In 1955 a collection of photographs called Les Européens was published. It was conceived and designed by Tériade, with a jacket by Jen Miró. Henri Cartier-Bresson had worked on it for five years, a short period if one considers that the celebrated photographs in Images à la Sauvette (1952, published in English as The Decisive Moment) were selected from work spanning twenty years. The book offered a closely woven portrait of Europe after the war: accumulated ruins and the marks of hunger and woe on people’s faces still appearing very clearly.

After that it was all downhill for the introduction as far as I was concerned. I didn’t know who Mr. Clair was so I looked him up. He’s described as follows:

Jean Clair is the pen name of Gérard Régnier (born 20 October 1940 in Paris, France). Clair is an essayist, a polemicist, an art historian, an art conservator, and a member of the Académie française since May, 2008. He was, for many years, the director of the Picasso Museum in Paris. Among the milestones of his long and productive career is a comprehensive catalog of the works of Balthus. He was also the director of the Venice Biennale in 1995.

I suppose I shouldn’t have been surprised by what followed in the introduction: lots of big, arcane words and tortured sentences. The following is fairly typical:

Now, as a wizard of speed, he needed a certain lightness of touch, something airy, mercurial. Hermes, god of commerce and thieves, could well be the god of photographers. With quicksilver as the escutcheon of his equipment, this disciple of hermetic knowledge, borrowing the the powers of the god with winged hat and shoes, sets out to purloin the the fulgurating moment at the crossroads of appearances and to conserve something of Mercury’s spark.

Maybe it’s just me, but I don’t relate well to this kind of “criticspeak”. When I was in university many years ago I had to read a book by Messrs. René Wellek and Austin Warren. I can’t remember the title (I’ve probably blotted it out) but it was something to do with principles of literary criticism. Their best know work seems to be Theory of Literature, but that title doesn’t ring any bells. Anyway I read that book from cover to cover and after I finished it I found that I couldn’t remember a single thing. Still, I remember thinking that the book must have been important or why would they have made us read it. So I read it again with the same result. Maybe now I’m older I should read it again. Who knows – third time lucky.

But on to the pictures. They are of course remarkable, for the most part. We’re so used to seeing Cartier-Bresson’s masterpieces that it’s easy to forget that not all of his pictures fall into that class. Of the 200 or so pictures I only really liked about 43.

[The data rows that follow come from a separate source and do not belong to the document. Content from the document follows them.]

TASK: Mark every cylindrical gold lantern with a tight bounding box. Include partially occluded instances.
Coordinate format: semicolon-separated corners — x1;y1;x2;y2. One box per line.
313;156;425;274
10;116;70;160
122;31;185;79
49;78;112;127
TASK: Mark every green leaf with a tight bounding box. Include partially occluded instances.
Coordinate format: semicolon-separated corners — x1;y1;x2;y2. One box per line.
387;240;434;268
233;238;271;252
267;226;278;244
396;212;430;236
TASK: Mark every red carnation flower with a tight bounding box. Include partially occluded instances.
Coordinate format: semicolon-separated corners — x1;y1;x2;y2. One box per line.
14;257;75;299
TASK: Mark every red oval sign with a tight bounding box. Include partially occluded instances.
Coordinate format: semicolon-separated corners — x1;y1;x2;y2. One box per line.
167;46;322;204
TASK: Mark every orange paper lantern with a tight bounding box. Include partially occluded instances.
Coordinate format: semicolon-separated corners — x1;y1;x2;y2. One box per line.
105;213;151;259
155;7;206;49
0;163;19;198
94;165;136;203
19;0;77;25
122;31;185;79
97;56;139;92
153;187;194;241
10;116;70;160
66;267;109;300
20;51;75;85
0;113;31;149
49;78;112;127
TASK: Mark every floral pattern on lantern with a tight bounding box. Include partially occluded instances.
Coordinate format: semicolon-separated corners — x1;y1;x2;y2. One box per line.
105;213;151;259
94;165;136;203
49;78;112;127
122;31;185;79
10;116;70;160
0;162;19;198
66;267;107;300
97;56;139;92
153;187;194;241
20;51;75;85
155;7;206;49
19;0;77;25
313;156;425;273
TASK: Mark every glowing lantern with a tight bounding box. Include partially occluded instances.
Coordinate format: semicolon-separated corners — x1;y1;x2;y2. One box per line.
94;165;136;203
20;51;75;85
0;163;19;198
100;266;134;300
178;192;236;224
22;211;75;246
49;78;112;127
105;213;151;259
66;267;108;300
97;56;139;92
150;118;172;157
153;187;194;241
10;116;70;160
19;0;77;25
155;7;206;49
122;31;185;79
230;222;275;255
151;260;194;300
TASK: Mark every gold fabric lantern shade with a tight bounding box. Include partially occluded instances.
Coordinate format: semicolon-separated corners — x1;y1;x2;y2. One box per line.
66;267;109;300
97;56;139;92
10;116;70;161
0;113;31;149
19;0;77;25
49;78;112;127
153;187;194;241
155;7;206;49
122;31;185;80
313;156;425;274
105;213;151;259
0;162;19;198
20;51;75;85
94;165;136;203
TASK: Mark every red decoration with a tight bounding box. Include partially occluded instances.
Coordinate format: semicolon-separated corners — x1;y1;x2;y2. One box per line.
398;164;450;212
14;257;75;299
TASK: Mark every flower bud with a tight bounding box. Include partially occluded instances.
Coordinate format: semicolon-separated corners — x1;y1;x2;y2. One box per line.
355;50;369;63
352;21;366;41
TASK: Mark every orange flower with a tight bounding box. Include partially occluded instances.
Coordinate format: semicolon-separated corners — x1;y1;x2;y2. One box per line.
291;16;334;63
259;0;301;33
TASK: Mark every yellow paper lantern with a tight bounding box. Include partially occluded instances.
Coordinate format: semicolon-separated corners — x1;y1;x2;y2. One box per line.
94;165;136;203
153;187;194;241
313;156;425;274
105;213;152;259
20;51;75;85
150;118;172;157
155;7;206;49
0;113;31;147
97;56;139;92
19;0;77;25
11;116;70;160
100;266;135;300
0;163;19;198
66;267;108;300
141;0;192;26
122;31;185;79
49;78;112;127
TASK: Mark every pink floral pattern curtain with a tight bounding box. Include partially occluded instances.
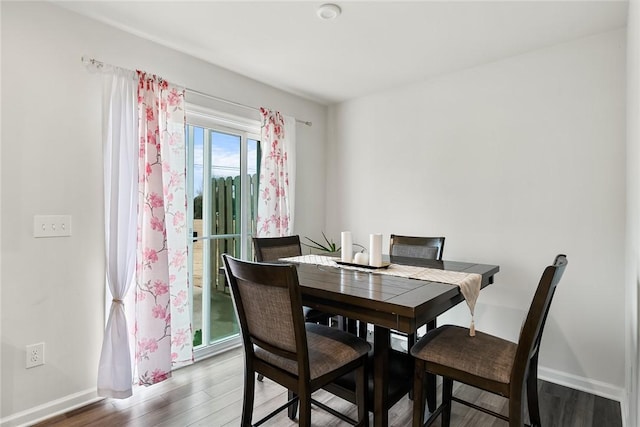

Unfortunately, it’s not immediately obvious how the photographs are organized. There’s no table of contents and at first I thought that the pictures were randomly organized. However, after a bit of study I realized that they are in fact organized by country, but that the order of the countries is not alphabetical. Rather it goes as follows (with the number of photographs for each country in parentheses): France (36); Portugal (7); Spain (18); Italy (20); Switzerland (5); Yugoslavia (5); Greece (6); Turkey (5); Romania (4); Hungary (3); Austria (3); Germany (16); Belgium (1); Netherlands (3); Poland (6); USSR (17); Sweden (3); Denmark (1); UK (13); Ireland (10).

Still despite the minor criticisms I really enjoyed the book.

Now on to the second book: Henri Cartier-Bresson. The Modern Century , but first I have to figure out how to read it comfortably. It’s longer, bigger and heavier that the above book.